“Sex is not the same as making love.”
I love the intimate act of sex as much as the next person.
In recent years, I can also admit to loosening my grip on taking the act so seriously. I’ve learned that just like a man, I can have sex just for the simple pleasure of having it and not because I’m in some deep committed relationship that is going somewhere.
I have engaged in it as a source of comfort after splitting up from my husband.
I’ve used it as a way to say “Fuck you” to the man who didn’t value me as much as I valued him.
I’ve reveled in it as a way to celebrate my vibrant sexuality which I denied for so long having grown up in a conservative, Catholic home.
But I’ve realized now that sex simply isn’t enough for me. I may need it, but I don’t want it.
What I want, if I am so bravely honest with myself…is unbridled passion. I want to be made love to in the most sensual, passionate, connected way with a man.
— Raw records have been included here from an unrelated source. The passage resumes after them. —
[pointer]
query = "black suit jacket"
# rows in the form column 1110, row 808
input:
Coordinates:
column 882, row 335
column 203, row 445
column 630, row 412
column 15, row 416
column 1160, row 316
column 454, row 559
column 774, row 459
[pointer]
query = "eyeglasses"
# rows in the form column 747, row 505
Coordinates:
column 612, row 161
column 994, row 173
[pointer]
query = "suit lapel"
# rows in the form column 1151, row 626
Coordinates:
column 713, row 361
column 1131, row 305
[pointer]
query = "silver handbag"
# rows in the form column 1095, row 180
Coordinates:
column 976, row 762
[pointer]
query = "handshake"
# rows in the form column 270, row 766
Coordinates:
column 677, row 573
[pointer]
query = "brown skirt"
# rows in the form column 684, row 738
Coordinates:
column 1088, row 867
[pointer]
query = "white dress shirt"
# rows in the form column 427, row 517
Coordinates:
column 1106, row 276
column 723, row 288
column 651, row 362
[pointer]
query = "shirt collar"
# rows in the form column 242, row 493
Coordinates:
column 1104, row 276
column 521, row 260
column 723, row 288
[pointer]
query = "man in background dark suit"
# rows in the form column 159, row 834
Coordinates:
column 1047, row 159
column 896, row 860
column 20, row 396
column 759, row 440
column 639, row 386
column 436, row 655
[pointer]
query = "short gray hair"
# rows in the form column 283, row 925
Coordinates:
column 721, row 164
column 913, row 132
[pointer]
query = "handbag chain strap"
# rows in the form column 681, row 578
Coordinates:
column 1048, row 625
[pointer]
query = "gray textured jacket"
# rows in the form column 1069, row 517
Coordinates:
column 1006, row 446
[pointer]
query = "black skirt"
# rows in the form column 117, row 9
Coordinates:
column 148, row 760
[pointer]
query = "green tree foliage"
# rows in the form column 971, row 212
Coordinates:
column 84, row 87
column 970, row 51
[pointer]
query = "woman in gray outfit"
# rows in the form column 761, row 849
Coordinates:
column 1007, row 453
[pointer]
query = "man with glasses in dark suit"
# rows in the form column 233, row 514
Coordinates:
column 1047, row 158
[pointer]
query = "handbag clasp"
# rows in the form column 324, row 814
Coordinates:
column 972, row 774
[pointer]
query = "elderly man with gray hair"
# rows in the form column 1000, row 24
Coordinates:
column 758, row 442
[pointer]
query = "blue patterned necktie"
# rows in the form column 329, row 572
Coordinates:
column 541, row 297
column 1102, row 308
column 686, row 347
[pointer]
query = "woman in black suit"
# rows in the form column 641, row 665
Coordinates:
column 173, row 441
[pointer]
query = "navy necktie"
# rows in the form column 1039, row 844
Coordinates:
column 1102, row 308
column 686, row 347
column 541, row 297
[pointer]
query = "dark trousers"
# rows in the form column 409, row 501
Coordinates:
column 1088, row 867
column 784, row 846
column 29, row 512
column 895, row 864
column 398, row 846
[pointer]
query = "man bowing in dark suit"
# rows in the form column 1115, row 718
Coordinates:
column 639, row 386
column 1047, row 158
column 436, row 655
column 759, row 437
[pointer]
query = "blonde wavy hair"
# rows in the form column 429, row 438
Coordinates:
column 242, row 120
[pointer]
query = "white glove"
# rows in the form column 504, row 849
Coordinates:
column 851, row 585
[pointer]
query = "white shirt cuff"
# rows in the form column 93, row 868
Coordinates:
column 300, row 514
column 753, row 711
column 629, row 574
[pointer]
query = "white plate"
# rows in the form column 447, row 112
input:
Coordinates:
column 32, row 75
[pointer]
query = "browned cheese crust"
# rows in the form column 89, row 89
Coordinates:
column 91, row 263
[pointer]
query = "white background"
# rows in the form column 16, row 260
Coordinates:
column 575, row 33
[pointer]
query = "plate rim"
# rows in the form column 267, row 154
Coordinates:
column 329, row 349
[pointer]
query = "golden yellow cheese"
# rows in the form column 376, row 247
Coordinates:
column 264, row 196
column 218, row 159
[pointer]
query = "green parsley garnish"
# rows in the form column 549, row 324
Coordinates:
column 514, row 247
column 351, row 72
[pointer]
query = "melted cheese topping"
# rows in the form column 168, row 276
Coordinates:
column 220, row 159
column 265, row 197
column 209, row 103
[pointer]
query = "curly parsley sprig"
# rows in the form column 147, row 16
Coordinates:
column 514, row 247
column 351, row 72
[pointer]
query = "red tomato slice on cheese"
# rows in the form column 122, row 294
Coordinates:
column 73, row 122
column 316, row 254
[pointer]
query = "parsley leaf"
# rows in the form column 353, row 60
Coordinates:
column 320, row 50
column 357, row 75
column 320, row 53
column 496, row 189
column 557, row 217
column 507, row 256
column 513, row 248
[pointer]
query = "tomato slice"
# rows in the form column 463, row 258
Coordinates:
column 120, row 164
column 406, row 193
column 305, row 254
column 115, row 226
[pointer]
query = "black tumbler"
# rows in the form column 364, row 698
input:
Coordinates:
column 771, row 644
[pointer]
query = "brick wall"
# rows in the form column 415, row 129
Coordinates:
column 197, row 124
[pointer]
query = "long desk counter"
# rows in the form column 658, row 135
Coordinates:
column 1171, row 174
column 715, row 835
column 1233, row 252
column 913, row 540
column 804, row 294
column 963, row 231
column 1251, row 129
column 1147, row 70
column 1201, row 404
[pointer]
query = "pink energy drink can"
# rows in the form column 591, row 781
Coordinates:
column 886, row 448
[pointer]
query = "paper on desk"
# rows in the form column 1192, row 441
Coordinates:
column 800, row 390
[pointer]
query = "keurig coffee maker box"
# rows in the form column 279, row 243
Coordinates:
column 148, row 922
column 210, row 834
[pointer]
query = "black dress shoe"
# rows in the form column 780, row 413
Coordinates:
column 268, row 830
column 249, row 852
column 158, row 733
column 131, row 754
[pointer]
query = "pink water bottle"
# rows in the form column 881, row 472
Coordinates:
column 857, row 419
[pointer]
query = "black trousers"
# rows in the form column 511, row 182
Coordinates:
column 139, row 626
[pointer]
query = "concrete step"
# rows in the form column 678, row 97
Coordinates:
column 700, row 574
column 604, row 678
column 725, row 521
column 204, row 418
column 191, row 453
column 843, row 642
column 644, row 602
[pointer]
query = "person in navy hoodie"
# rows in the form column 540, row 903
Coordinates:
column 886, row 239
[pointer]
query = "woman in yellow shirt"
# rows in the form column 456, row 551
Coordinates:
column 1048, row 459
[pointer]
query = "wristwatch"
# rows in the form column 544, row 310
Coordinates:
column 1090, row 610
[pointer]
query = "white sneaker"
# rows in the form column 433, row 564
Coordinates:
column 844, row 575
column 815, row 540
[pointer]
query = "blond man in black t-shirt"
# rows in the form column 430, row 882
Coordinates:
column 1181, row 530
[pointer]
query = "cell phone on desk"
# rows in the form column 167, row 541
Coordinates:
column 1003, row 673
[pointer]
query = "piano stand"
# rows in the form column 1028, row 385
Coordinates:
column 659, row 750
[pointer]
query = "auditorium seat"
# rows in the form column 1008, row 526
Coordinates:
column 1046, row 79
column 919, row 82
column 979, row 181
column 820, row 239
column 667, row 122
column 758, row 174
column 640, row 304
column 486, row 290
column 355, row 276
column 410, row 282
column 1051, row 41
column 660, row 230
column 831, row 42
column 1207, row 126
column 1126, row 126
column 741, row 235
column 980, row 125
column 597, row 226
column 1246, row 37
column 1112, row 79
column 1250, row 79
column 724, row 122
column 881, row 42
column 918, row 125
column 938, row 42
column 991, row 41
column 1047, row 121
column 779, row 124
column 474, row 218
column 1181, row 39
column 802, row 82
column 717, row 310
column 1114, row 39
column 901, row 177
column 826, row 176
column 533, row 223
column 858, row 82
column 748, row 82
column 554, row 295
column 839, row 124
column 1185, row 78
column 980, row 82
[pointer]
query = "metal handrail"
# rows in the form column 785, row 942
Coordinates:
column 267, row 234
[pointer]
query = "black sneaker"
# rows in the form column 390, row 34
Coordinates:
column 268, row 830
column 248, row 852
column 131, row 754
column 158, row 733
I often lay in bed at night thinking about the last time I felt so vulnerable with a man…so broken open. I long for that feeling of a man being so crazy about me, that he will spend hours not just thinking of ways to pleasure me, but ways to connect with my soul.
I want to feel the emotional connection. The feel of a man’s heart beating rapidly against mine because he is so taken with me…not by my outer beauty but by the woman underneath all that he sees on the outside.
I am not just curves, smooth skin, long hair and playful flirtatious sexuality. I am a woman who longs to be cherished. Longs to be loved for all that she is. Longs for a connection deeper than a brief sexual encounter.
I realize this will require me to open myself up to someone in a way I have been unwilling and unable to since my divorce. When my heart was shattered, I built a fortress around it so tall that even if a man were trying to connect with me, I would not allow it.
I have deprived myself, this I know, although I didn’t feel the deprivation so strongly as I do now. It’s as if I’ve deprived myself of food and water for two years, convincing myself I didn’t need it.
Except I’m finally realizing how profoundly hungry and thirsty I am. I won’t settle for just any meal now. Even if the hunger pangs get unbearable. It must be a sensually delicious, filling encounter that leaves me satiated.
But I know that without my willingness to expose my raw, vulnerable self again, I cannot have what I so desperately dream about in those quiet moments before I fall into a deep sleep each night.
A man who can and wants to make love…not just have sex.
So now I wait to see when he will appear.